As the CMTS team models what it takes to pull off a major trail ultrarunning event, the running community remains excited and positive about the changes. Sea to Sky local ultrarunner and environmental scientist Tara Holland is racing the 110km debut distance this year and is “Glad they’re doing this for the sake of the bears, but [she] can’t even imagine the stress for the organizing team.” Joanna Ford is traveling from Calgary, Alta. to race and was “Looking forward to running down Screaming Cat trail, just because I like the name, but I’m sure the new route will be nearly as fun.” Local Whistler endurance athlete Kristian Manietta says the revised route is “Something to savour!” As “It may be the only time we get to race up and over Whistler from two directions.”
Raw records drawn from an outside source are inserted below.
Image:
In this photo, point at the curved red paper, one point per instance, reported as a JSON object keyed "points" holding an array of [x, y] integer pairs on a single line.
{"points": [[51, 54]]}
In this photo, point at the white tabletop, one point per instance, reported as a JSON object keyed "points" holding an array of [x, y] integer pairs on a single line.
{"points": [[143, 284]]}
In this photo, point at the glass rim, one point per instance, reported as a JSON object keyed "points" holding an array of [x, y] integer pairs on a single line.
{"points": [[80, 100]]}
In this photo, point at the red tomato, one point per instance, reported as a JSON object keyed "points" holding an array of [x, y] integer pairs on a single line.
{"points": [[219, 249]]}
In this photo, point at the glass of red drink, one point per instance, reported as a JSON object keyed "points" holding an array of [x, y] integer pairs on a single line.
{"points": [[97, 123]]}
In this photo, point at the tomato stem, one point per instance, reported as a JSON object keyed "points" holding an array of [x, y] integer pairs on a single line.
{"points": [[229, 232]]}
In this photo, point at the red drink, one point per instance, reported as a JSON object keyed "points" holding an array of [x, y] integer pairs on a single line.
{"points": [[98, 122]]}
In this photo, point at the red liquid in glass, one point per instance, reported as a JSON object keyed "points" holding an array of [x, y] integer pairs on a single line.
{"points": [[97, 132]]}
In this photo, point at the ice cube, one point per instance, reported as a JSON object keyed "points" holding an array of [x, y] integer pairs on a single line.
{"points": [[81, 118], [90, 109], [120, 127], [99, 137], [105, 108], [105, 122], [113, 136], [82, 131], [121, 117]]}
Other local athletes include retired Vancouver Canuck players Daniel and Henrik Sedin, who are tackling their first ultramarathon (55km) this weekend.


Garibaldi Park Singing Pass Trail as part of revised WAM 2018 course. Photo: Instagram

The CMTS team has demonstrated endurance, resiliency, and respect for nature long before the start line. WAM 2018 will be a celebration of not only endurance runners, but the tireless efforts of CMTS and the local community. Whether you are racing, volunteering, cheering NHL players this weekend, or getting your Gary hug, the event is sure to leave many of us inspired.